En outre, M. Bassil adresse un avertissement selon lequel le vote blanc n’est plus d’aucune utilité. Là encore, M. Bassil tente de se rapprocher des Forces Libanaises pour faire chanter le Hezbollah et imposer un président avalisé par les deux chefs chrétiens. Mais croit-il sérieusement pouvoir redonner vie à « l’accord de Meerab » et guérir les blessures qu’il a lui-même infligées à M. Geagea ? Pourra-t-il renverser la table et changer son fusil d’épaule, en abandonnant son soutien à la « résistance » à la faveur d’une allégeance au « Grand Satan » ?

Il ne fait aucun doute que lui-même et le général Aoun sont passés maîtres dans l’art de la trahison. Preuve en est l'accord de Mar Mikhaël, au terme duquel son beau-père a enterré la résolution 1559 et tourné le dos aux Américains comme à tous ses alliés du temps de l’exil.


Tournera-t-il le dos au Hezb ? Les Américains le recueilleront-ils à nouveau, comme si, depuis sa brève absence, ces derniers ne faisaient qu’attendre son grand retour ? Retireront-ils les sanctions pour redorer son blason et faciliter son accès à la présidence de la République ?

Lèvera-t-il le voile sur ce qu’il avait occulté depuis le partenariat de « Mar Mikhaël » ? En tout cas, il ne tente nullement de le cacher quand il dit : « Nous nous sommes tenus à leur côté dans la rue deux années entières puisque le gouvernement était qualifié de tronqué. Le gouvernement actuel sera-t-il constitutionnel en présence de Saadé Chami et Najla Riachi ? Tout partenariat est susceptible de s’effondrer quand on le rompt, fût-il national ou le fruit d’un accord entre deux partis ». Ou bien se contentera-t-il de menaces implicites ?

Le Hezb le laissera-t-il faire, besoin oblige, et absorbera-t-il sa colère, ou renversera-t-il la table ?

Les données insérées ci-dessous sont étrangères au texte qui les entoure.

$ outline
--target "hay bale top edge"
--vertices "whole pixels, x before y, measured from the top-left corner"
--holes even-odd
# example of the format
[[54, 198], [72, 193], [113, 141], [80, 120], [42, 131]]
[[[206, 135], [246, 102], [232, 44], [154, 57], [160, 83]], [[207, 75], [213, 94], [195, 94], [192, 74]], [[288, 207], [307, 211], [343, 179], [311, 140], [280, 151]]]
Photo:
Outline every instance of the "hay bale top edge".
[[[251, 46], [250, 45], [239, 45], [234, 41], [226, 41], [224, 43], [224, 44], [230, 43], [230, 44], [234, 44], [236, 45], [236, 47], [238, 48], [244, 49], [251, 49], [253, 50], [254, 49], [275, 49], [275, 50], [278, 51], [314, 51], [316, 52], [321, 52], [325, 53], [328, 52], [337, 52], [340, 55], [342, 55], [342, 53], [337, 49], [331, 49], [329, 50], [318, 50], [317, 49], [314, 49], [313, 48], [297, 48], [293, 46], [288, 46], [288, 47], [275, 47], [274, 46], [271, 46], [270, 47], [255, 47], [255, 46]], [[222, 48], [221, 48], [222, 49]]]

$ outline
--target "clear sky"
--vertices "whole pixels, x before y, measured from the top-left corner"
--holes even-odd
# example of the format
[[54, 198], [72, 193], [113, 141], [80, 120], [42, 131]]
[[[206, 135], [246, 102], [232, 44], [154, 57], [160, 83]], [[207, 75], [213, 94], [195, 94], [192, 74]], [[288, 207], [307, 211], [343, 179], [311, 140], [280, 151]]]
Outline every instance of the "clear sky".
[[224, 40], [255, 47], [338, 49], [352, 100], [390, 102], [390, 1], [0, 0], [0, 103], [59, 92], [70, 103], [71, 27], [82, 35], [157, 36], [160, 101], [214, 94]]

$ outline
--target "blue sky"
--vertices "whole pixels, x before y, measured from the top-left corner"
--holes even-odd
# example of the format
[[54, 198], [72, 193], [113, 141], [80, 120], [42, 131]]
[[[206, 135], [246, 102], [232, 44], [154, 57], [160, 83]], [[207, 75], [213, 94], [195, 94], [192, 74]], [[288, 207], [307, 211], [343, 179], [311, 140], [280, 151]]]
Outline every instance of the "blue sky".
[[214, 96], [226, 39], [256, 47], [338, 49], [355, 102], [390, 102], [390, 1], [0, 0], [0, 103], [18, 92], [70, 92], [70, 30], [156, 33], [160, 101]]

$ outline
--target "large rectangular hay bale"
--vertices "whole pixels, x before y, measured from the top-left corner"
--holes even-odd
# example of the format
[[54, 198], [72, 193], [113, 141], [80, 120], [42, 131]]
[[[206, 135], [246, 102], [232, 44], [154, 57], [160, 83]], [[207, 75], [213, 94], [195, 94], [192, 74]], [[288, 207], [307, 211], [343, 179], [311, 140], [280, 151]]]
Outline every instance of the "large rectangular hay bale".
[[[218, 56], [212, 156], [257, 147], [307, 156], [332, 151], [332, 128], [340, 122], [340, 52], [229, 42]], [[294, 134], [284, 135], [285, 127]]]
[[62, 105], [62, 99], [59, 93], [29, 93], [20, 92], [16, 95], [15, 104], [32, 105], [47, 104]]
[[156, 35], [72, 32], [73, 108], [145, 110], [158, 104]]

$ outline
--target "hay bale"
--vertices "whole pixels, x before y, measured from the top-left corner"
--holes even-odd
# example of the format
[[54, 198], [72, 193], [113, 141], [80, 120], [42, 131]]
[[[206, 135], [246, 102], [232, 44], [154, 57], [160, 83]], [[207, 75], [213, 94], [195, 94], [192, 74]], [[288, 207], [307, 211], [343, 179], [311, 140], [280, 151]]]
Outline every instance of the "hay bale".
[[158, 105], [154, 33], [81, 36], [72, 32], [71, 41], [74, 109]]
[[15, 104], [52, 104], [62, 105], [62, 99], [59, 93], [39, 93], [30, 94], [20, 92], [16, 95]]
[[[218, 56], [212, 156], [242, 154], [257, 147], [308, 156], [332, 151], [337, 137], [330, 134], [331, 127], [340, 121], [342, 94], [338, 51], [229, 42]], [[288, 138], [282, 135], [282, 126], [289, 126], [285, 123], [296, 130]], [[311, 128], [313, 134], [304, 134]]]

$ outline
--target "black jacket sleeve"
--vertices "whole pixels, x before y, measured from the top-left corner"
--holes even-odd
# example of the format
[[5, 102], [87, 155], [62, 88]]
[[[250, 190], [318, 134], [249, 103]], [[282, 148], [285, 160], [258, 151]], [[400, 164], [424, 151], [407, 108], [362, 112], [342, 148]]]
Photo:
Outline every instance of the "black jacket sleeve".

Le Hezbollah tolère rarement ceux qui lui tiennent tête, à moins que cela ne serve à rendre la situation plus complexe et à attiser la haine confessionnelle à dessein, comme le font si bien M. Bassil et son beau-père, le général Aoun. Aucun effort n’a été épargné à cette fin, que ce soit pour faire la guerre aux musulmans sunnites, éliminer Saad Hariri et porter atteinte au Premier ministre en particulier, ou faire face aux druzes pour écarter Walid Joumblatt. À les voir agir, on croirait qu’il est impératif, actuellement, d’exacerber le conflit avec les chiites et de raviver le spectre du fédéralisme par le biais d’une décentralisation généralisée, dans le but de réviser l’accord de Taëf et d’amender la Constitution libanaise, conformément à la vision de l’axe iranien et ses ambitions.

L’escalade ne fait que commencer. Mais dans quelle direction ira-t-elle ? Assisterons-nous à un divorce maronite, ou à une escalade pour torpiller Taëf !?